Some years we sat at the boondocks of my mother’s mind, waiting for her to show the slightest attention. Some years, we were all she had. We played the part of anchors, support, canes, crutches, and the wheelbarrows of her life. It was backbreaking work and we’d ask for raises in our allowances. Then stopped asking and took the bills from her purse. In spite of the night shifts, double shifts, graveyard shifts. Even when my father bought a portable radio on a credit card to sit in his car for 8 hours on Saturdays, working as a security guard to pay for his kids’ three cars. Some years were like that, but not always.
We’d sit in the boondocks of her mind, at the periphery of conscious effort and wait for her to say, “Good job,” on my sister’s schoolwork, my poems, my brother’s career. When it didn’t come, we wouldn’t ask. She was busy, she was tired, she was mad no one put away the dishes and did she have to do everything around here?
She was every manifestation of Shiva and every epithet of Hera. As much an orphan as she was a mother. As much a Madonna as she was child. How hard she worked until her fingers bruised and calloused. Her kisses were tender when she’d check our foreheads for fevers. She fell asleep more than once waiting for the birthday cake to finish in the oven. One year we ate at the mall food court when I turned nine.
I left home when I was seventeen. When I moved to California and I hated the first house I had with my boyfriend, I called my mother and cried on the way home from school. She said I was too much to handle now, that all I ever did was bitch and moan. I hung up and didn’t call her back for two months.

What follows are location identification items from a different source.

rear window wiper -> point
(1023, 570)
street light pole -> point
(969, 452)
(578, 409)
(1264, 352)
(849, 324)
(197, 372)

But things change, I grew up. I forgave but the dust motes of resentment still hit the sunlight sometime. I never let it settle for long. This is the first year I’m celebrating Mother’s Day with her in six years, the first time in six years I can hand her a card and hug her tight. She makes the coffee every morning and leaves me post-it notes of how she’ll miss me when she goes to work. She took me in when that same boy in California kicked me out. She took me in even after all the time passed in wasted silence. She was a tough mom, an angry mom, a sad mom. But she’s also the only other person I know who has had to reinvent themselves more than they can count. And now she sits, crocheting in her reclining chair, being the anchor to some slowly dissolving memory I have of how it was, and just how good I had it.
Happy Mother’s Day.
Ginger-Orange Layer Cake
This cake celebrates spring and the harsh, bitter, and sweet of any relationship. Three layers, swathed in buttercream and sprinkles, with layers of a quick orange marmalade in between. Makes a three-layer cake, 6 inches in diameter
Ingredients for the Quick Orange Marmalade
- 1 large orange, washed
- ½ cup sugar
- 1 TB grated fresh ginger
- 2 TB water
Directions for Quick Orange Marmalade
- Cut the top and bottom of the orange and then cut into 8 sections
- In a food processor, pulse whole orange until it is finely pureed and no large chunks are visible
- In a saucepan, add all ingredients and simmer for 15 minutes or until marmalade begins to congeal
- Take off heat and allow to cool
- Note: this is a quick jam just for this recipe with no proper canning technique involved
Ingredients for Cake
- 3 ½ cup AP flour
- 1 ½ teaspoon salt
- 3 teaspoon baking powder
- 2 cup sugar
- ¼ cup honey
- ½ cup shortening
- 1/3 cup butter, softened
- 1 ¼ cup milk
- 2 tablespoon vanilla extract
- 1 tablespoon white vinegar
- 4 eggs
- 1 tablespoon grated fresh ginger
- 2 tablespoon orange zest
Directions for Cake
- Preheat oven to 350*F and prepare pans with butter and parchment paper
- In a medium bowl, sift together flour, salt, and baking powder and set aside
- In a measuring cup, whisk to combine milk, vanilla, and vinegar and set aside
- In the bowl of a stand mixer, add honey, sugar, and fats. With the paddle attachment, beat until mixture is pale and fluffy
- Add one egg at a time, do not add subsequent egg until first is fully incorporated
- With mixer on low, alternate between adding the flour and the milk mixture until batter is formed
- Stir in ginger and orange zest
- Pour into prepare pans (or pan, if you have to reuse) and bake each layer for 40-45 minutes until a knife comes out clean
- Allow to cool completely before assembling
- Note: While baking, use this buttercream recipe and add 1 teaspoon of ground ginger if you so desire
Assembly: Use squares of parchment paper under the first layer of the cake to help with a clean finish on the icing. Lay one cake layer down, add your marmalade, then the second cake layer, more marmalade, then final cake layer. Refrigerate 15 minutes. Take out of the fridge and add a crumb coat, return to fridge for 30 minutes. Remove and add final layer of buttercream, using a large angled spatula knife and a bench scraper for those fine edges. Finally, you can decorate as I did, with sprinkles by basically putting some in your hand and gently pressing into the cake. Repeat until fully covered. Removed parchment squares. Enjoy!